The Tarot Question

Tarot is considered to be a form of cartomancy. Tarot decks are traditionally comprised of a total of seventy-eight (78) cards, twenty-two (22) major arcana cards and fifty-six (56) minor arcana cards. The major arcana cards have a storyline structure. The minor arcana cards are split between four suits: Cups, Pentacles (or Coins), Wands, and Swords.

The storyline structure of the major arcana is commonly referred to as the Fool’s Journey, which is known to be a metaphor for one’s journey through life. And as such, each major arcana card signifies a stage in this journey.

While the major arcana cards represent the stages in one’s life journey, the minor arcana cards, more often than not, refer to things pertaining to day-to-day life, for example: a specific situation or event. As previously mentioned, the minor arcana cards are split into four suits (Cups, Pentacles, Wands, and Swords). Each suit is comprised of ten numbered cards (Ace through Ten) and four court cards (Page, Knight, Queen, and King).

How is tarot connected to Jewish mysticism?

Simply put, tarot has been significantly influenced by the Kabbalah.

The Kabbalah is a discipline that is comprised of esoteric teachings based on sacred Jewish texts. It is a discipline that, traditionally, one does not begin until the age of forty (40), as that is generally when one has completed the study of the Torah and the Talmud (though that has not stopped some folks from pursuing it before then).

The number of cards in the major arcana specifically is the same number of letters in our aleph-bet and the number of pathways on the Kabbalistic Tree of Life. Additionally, many tarot decks incorporate Jewish symbolism that is blatantly visible when looking at the cards.

In my opinion, the most notable evidence of Jewish symbolism is in the major arcana.

We often see it in the following cards: The High Priestess, The Lovers, and the Wheel of Fortune. As such, I will briefly discuss each card and how the symbolism is Jewish in origin.

The High Priestess

As she sits between the pillars of the Temple of Solomon, the Torah, our sacred text, rests on her lap.

Behind her, you see pomegranates, which serve as a symbol of love, fertility, and new life.

Transcribed on the pillars, we see the letters “B” and “J”, which represent bet and yud from the aleph-bet. Together, they have a numerical value of twelve (12), which can be interpreted as being a representation of the twelve pillars of the zodiac.

The Lovers

In this card, we see Adam and Eve in the Garden of Eden from Bereshit. We also see the snake and the forbidden fruit, both of which had significant parts to play in the story of Adam and Eve.

The Wheel of Fortune

In this card, we see the word TORA, which is how we pronounce Torah.

We also see the Tetragrammaton, which is the sacred, and often unspoken, name of G-d.

It is important to note that earlier decks likely had Jewish cultural influence to an extent.

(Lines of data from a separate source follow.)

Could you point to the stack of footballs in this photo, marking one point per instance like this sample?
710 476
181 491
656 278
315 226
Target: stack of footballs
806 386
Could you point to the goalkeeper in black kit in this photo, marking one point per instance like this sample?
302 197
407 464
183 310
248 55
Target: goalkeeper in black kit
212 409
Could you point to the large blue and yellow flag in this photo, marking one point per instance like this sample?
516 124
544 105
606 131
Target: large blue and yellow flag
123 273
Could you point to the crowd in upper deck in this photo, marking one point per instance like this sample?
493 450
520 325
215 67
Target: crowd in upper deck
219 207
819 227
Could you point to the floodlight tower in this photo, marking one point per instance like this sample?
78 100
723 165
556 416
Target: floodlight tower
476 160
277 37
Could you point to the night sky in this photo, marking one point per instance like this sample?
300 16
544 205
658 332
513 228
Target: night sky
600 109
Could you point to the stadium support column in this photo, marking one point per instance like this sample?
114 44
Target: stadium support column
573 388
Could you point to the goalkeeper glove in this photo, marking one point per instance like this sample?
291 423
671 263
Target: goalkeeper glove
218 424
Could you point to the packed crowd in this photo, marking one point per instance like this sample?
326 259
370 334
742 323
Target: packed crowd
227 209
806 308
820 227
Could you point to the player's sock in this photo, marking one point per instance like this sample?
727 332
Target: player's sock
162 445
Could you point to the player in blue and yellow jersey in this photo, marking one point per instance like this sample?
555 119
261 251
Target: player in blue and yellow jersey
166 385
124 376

However, Jewish cultural influence is most prominent in the Rider Waite Smith (RWS), as well as later decks due to majority of them being based on the classic RWS.

You are probably wondering how Jewish mysticism and symbolism came to influence the creation and interpretation of most modern tarot decks.

Tarot was indeed influenced heavily by the Hermetic Qabalah, as the creators of various decks were in fact practitioners of it (Arthur Waite and Aleister Crowley, for example). However, the very foundation for the Hermetic Qabalah is the Jewish Kabbalah. In the Hermetic Qabalah, you will find the use of our aleph-bet, the Kabbalistic Tree of Life, among other things that had been lifted from Judaism and Jewish mysticism.

Is tarot appropriation?

Technically, in and of itself, it is. The most prominent example of appropriation is the fact that the Wheel of Fortune often has the Tetragrammaton included in its imagery. The Tetragrammaton is not something that should be written on what is essentially a disposable piece of parchment. This alone can be seen as a mockery of the Jewish faith and a means of lampooning us.

Are we asking non-Jewish folks to put down their tarot decks and discontinue the use of tarot in their practice?

Absolutely not! The use of tarot is not a closed practice. It is open to all practitioners.

I and many other Jewish practitioners only wish to reclaim what has been taken from our culture and use it in our own practice.

Thank you for taking the time to read my musings on this subject matter. Blessings to you and yours.